Rainmaking in the Cloud

Alix Paultre, Editorial Director, PSD



Alix Paultre, Editorial Director, PSD

The Internet is one of the most powerful information weapons ever created, and it shows us that awesome power occasionally in the “viral” things, the images, messages, and videos that trigger massive waves of response, not only of eyes but also dollars, demonstrating to even the most cynical that one can get a lot out of the World-Wide Web if one can find a way to harness it.

A recent example of this is the ALS (also known as “Lou Gehrig’s” disease) promotion called the “ice bucket” challenge. People poured a bucket of ice water over their heads to promote awareness of this terrible malady. Around $100 million was raised and hundreds of thousands of people doused themselves. This “viral” activity is still resonating through the Web and society as this is being written, with no idea of the meme’s half-life.

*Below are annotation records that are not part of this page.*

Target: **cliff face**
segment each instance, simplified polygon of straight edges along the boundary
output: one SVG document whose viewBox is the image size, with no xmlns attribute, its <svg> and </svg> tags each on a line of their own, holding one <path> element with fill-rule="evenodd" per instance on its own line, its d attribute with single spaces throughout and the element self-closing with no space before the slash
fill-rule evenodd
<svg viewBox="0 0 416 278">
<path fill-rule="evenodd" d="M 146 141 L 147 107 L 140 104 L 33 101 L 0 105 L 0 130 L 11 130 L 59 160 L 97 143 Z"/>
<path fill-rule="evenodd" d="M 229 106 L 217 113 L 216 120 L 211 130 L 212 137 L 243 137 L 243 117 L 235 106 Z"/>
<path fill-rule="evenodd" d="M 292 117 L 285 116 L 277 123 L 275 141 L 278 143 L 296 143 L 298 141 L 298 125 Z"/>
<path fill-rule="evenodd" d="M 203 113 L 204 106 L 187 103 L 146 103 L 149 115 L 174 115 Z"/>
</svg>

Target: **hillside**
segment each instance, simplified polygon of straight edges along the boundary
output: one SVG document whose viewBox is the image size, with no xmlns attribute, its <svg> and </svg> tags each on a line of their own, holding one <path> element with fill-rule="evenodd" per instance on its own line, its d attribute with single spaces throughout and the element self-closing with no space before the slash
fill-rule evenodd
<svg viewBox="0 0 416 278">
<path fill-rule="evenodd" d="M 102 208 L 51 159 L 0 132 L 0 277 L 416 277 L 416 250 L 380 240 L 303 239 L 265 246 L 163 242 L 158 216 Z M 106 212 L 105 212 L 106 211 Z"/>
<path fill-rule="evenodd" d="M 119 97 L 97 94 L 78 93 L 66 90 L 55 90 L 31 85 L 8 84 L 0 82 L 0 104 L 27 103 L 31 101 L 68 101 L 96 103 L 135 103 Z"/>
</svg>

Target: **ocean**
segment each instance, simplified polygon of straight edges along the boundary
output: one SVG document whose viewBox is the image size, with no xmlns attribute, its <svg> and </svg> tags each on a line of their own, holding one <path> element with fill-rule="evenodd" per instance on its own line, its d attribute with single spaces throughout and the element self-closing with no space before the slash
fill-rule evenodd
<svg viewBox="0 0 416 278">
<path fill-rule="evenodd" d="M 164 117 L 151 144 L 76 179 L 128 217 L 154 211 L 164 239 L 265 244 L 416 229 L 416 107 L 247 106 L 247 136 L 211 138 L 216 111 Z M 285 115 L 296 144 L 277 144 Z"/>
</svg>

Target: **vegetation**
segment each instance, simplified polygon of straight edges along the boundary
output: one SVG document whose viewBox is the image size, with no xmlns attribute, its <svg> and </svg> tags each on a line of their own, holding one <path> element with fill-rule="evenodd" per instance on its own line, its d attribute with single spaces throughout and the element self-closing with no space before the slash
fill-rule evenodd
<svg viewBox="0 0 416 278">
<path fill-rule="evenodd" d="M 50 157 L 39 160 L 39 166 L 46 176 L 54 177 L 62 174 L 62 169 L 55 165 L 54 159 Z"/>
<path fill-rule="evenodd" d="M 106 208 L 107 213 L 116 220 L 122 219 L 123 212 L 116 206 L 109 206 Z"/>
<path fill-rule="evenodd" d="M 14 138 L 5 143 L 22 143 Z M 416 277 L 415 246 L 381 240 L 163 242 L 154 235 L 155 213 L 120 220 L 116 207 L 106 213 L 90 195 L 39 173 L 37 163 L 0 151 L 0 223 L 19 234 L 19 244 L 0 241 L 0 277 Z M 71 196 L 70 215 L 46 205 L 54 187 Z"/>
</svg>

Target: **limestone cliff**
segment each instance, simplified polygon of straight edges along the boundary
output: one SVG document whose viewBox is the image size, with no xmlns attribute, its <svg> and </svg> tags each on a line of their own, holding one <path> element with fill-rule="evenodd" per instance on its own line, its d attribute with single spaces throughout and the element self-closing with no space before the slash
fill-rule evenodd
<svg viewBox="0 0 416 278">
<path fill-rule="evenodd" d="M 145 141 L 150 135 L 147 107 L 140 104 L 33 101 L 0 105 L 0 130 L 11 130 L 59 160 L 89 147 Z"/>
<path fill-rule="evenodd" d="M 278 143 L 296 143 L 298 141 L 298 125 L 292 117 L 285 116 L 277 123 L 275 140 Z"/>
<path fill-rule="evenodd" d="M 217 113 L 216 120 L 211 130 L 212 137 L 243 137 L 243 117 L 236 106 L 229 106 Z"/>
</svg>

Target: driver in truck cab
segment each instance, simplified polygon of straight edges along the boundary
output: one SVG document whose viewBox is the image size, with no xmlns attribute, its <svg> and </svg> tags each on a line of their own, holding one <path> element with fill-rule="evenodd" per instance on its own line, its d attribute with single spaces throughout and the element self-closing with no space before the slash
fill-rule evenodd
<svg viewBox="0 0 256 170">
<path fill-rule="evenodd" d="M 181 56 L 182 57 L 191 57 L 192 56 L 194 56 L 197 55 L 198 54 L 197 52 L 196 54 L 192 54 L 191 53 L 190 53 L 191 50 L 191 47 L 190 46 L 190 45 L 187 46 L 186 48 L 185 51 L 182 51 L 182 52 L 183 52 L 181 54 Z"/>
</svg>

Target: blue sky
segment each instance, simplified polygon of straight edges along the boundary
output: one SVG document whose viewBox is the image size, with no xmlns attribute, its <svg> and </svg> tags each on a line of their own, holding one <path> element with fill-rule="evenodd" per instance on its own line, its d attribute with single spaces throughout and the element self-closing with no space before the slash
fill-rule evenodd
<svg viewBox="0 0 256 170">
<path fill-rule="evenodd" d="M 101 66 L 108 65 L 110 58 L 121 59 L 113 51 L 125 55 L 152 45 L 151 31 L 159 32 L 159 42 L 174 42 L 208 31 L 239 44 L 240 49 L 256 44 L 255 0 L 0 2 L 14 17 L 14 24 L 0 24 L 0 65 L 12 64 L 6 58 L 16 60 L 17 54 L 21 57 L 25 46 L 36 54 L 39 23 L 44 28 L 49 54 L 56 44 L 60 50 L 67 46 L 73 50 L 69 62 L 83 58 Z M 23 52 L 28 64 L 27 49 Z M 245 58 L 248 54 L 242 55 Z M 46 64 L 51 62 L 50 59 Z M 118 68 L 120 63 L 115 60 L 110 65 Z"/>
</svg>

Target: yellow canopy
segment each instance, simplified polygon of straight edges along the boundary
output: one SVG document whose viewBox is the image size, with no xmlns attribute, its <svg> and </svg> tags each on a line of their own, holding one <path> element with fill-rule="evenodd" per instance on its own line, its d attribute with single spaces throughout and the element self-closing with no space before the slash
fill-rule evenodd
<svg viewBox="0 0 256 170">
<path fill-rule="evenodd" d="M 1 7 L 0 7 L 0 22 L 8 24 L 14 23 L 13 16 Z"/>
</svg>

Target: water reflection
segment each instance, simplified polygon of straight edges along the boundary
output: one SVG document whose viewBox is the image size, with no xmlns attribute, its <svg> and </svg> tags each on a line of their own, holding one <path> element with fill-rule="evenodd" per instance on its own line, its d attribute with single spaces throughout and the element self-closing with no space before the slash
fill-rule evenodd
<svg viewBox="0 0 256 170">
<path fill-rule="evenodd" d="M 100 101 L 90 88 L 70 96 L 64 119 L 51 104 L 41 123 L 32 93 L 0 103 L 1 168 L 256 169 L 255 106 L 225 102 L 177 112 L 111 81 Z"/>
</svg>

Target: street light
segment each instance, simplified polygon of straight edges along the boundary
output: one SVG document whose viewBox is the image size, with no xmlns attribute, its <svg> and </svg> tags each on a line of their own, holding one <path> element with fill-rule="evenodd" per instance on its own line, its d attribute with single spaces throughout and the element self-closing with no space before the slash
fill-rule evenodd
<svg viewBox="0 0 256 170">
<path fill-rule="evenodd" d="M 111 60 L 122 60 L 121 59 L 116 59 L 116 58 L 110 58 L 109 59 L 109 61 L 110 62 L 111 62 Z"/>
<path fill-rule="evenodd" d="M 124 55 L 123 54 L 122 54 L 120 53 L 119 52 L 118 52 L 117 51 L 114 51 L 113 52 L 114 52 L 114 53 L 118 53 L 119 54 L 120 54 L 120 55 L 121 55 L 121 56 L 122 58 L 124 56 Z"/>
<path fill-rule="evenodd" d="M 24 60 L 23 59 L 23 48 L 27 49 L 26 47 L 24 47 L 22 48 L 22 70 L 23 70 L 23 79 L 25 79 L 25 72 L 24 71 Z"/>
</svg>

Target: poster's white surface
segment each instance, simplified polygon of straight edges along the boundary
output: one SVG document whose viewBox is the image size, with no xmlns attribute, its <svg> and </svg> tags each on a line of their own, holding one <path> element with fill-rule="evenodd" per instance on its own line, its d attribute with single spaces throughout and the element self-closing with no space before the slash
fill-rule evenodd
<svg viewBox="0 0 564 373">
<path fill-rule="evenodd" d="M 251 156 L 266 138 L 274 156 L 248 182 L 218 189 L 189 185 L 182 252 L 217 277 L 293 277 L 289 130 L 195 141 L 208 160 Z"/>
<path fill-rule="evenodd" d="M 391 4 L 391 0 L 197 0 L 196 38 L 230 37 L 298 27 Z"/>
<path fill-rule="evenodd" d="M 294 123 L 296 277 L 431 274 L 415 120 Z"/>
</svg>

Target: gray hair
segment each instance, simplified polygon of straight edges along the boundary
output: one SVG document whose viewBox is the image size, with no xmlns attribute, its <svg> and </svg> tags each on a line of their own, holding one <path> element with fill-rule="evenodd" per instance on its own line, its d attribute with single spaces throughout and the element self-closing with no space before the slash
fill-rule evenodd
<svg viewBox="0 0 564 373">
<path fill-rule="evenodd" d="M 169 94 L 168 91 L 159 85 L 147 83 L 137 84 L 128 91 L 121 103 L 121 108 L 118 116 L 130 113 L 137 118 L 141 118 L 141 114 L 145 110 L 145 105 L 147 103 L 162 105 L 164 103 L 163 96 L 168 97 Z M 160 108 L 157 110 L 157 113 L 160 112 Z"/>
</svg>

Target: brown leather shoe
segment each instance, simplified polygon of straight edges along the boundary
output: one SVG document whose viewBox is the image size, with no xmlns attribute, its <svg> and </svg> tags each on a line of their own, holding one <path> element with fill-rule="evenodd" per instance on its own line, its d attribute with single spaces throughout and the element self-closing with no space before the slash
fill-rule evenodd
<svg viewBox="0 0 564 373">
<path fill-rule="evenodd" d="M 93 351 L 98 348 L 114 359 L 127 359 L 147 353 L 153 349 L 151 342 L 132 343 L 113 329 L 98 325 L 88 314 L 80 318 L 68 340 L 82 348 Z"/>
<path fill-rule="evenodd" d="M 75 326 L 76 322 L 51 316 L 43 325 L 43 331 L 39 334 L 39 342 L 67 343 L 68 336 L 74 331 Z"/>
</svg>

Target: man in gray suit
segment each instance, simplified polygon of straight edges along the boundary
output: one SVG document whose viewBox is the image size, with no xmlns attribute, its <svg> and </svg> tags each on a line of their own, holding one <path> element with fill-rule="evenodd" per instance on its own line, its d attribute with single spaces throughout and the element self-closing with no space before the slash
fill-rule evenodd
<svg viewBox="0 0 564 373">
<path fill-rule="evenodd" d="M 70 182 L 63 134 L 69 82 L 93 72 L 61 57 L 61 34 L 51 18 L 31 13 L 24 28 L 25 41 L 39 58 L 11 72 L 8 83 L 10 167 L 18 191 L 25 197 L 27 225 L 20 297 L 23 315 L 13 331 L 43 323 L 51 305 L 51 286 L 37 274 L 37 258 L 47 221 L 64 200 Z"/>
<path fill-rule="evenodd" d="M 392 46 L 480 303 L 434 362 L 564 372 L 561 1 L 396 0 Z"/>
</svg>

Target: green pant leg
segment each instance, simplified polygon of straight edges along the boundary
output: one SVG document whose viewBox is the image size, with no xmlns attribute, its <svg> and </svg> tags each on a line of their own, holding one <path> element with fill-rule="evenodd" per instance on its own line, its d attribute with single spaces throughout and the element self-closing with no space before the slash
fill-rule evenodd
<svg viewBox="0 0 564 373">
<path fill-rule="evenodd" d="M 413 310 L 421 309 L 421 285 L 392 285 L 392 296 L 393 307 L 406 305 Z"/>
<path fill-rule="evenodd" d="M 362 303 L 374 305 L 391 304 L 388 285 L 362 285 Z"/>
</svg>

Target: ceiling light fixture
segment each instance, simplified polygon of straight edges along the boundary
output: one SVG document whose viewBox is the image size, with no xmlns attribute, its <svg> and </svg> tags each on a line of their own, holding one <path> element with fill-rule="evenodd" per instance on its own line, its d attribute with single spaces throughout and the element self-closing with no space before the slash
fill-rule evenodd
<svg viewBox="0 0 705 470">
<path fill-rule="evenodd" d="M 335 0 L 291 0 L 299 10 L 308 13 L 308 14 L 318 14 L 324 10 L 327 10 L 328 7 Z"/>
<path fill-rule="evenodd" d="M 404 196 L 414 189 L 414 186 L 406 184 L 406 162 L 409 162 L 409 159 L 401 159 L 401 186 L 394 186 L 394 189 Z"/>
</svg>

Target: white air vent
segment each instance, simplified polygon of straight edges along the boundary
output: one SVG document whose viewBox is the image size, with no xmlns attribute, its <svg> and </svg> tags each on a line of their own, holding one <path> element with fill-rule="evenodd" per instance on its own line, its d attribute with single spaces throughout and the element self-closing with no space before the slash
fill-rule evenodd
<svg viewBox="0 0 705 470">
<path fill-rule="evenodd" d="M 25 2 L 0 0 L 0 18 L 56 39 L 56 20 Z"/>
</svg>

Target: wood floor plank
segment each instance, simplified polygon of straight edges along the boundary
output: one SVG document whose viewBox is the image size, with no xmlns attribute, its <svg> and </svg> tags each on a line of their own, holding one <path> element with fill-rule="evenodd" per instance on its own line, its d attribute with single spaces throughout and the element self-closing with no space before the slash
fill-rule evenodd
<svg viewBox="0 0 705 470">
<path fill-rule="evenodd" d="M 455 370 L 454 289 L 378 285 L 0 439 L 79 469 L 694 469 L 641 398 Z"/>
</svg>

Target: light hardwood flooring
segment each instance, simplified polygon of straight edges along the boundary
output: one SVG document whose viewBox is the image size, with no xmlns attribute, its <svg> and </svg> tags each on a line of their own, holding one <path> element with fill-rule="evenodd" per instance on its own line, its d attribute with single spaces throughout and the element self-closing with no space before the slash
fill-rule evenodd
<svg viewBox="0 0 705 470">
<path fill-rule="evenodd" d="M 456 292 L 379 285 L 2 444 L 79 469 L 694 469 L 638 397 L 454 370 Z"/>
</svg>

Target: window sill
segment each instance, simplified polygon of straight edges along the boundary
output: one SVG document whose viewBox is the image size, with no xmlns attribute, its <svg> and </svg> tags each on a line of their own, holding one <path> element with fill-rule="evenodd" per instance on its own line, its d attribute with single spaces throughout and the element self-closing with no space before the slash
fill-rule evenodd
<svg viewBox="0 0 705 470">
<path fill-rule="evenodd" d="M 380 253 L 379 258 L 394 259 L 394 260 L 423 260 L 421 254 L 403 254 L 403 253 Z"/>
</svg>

What can we take away from this recent and very public example of the power of the Web? It tells us few easy things and raises a few hard questions. The easy things are about promotion itself. Things that are funny/awkward/cute are cool, and getting to do something that shows your friends and others that you are actively participating in some way is a strong incentive. That leads to peer pressure to comply, with the Web as both court of compliance and performance stage for the activity itself.

One of the awkward questions involves that very compliance oversight and rules-keeping. What started as an avoidance penalty (being wet if you don’t donate) became an optional aspect of donation as well, which then morphed into a participate/challenge cycle of donate/douse that expanded as it evolved. That exposes one of the primary weaknesses of any cloud-sourced activity without some kind of oversight; any online group activity will be a victim of mission creep, expansion, and mutation.

How does that help us with our online activities? Can we monetize the Web like that? Will a “viral” campaign take you to the next level? That is of course difficult to predict, and having a program to try and create unique “viral” online activity is akin to spending all your efforts on winning the lottery instead of working towards a raise. Talk about yourself, let your audience share amongst themselves, and in your content give them a reason to share (and make that sharing easy, duh). If you include some call to action, make sure it makes sense and resonates with your target audience.

In the electronics industry there is yet another way to make a lot of money and get a lot of attention, and that’s to build a good product that enhances people’s lives. That sounds like a flip statement, but that is not only more likely to happen with hard work and imagination, it is also a lot easier than waiting for lightning to strike.